拙者放浪記 日光街道杉並木



〜〜〜拙者放浪記 日光街道杉並木



後で知った。
その場所は日光街道杉並木という有名なとこだったようだ。
ちなみに日光といっても東照宮のある日光にあるわけじゃない。
おそらくその日光に続く道。

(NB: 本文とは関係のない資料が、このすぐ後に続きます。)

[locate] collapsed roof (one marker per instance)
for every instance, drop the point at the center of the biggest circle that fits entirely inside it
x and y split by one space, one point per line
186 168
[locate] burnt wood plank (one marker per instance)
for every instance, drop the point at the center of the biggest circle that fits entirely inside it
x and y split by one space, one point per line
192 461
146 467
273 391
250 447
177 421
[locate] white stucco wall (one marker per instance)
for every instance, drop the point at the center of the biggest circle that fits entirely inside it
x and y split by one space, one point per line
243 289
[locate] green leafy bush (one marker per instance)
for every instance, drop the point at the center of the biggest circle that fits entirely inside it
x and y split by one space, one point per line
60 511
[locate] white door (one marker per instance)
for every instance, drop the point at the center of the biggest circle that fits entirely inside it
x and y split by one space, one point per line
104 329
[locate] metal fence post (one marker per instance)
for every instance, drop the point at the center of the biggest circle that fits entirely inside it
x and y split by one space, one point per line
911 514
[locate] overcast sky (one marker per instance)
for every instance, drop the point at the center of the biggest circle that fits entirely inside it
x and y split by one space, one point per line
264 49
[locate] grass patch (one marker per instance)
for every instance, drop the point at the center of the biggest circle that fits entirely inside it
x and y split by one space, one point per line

という意味で付けられたのだろう。

鬱蒼とした場所だった。
背の高い杉たちが頭上を覆い付くし、その杉たちのところどころに女郎蜘蛛が巣を張っていた。
辺鄙な場所というわけでもなく、隣の車道には沢山のダンプカーや乗用車が走り去って行く。

車道と歩道に分けられた道だったが、残念ながら歩道の方は舗装されていなかった。
ジャリと土くれの道。
グネグネとその道は、勝手気ままに生える杉をよけるかのように蛇行して続いている。

おかげで車体をトップスピードにすることができない。
まれに道の中にまで木の根が入り込んでいる場所もあって、転倒しないよう注意がいた。
そしてそのそんな道が、数キロ続くようだった。

猛烈に車道を走りたい欲求にかられた。
・・・が、実際にやってみると明らかに「身の危険」を背中に感じて、慌てて歩道に回避した。

行けども行けども杉ばかり。
雰囲気も怪しげ。
主に周囲には運送関係の会社や、運送を使う工場が多い。
おかげさまでダンプの出入りが頻繁なようで、ときおり何度も何度も通り過ぎるダンプに地面が揺れる。
行けども行けども杉ばかり。

悪い場所でもない。
樹齢の高い木々が多くて、眺める分には味わいがあった。
ただ・・・それがキロ単位で続くと、いい加減半分遭難したような気分にすらなってきてしまう。
日暮れまでにたどり付きたい場所があるのに、速度の出せないうねる道。

自転車は根性で動く。
自分に負けたとき、その車輪が止まる。
だから負けちゃいけない。
あとどれだけペダルをこげばいいのか、あとどれだけ自分と戦えば良いのか。
今日中に宿泊施設までたどりつけるのか。

そんな思考を頭から振り払って、またペダルを踏み続ける。
猛烈にMP3プレイヤーが欲しいと思った。
こんなとき好きな音楽でも聴ければ、こんな気分も消え去って、この杉たちを肴(さかな)に楽しめるのに。

仕方ないので頭の中で音楽を流した。
一部思い出せなかったり、音程が違っていたり。
どうにもお気に入りの曲が頭の中に出てこない。

頭の中が袋小路になったら、外的な刺激を与えてやれば良い。
・・・けれど、今は外的に音楽を自分に刺激できないわけで。

・・・・・・。
・・・・・・・。

物語でも妄想することにした。
大まかな話の流れや舞台設定、主人公が決定したところで、やっとこさ杉並木を抜けた。

一年で一番紫外線の多い季節の陽射しが肌を焼く。
次回からは日焼け止め持参しよう。
そう心に決めて、お腹すいてきたことだし昼食どころを探しながら旅を続けた。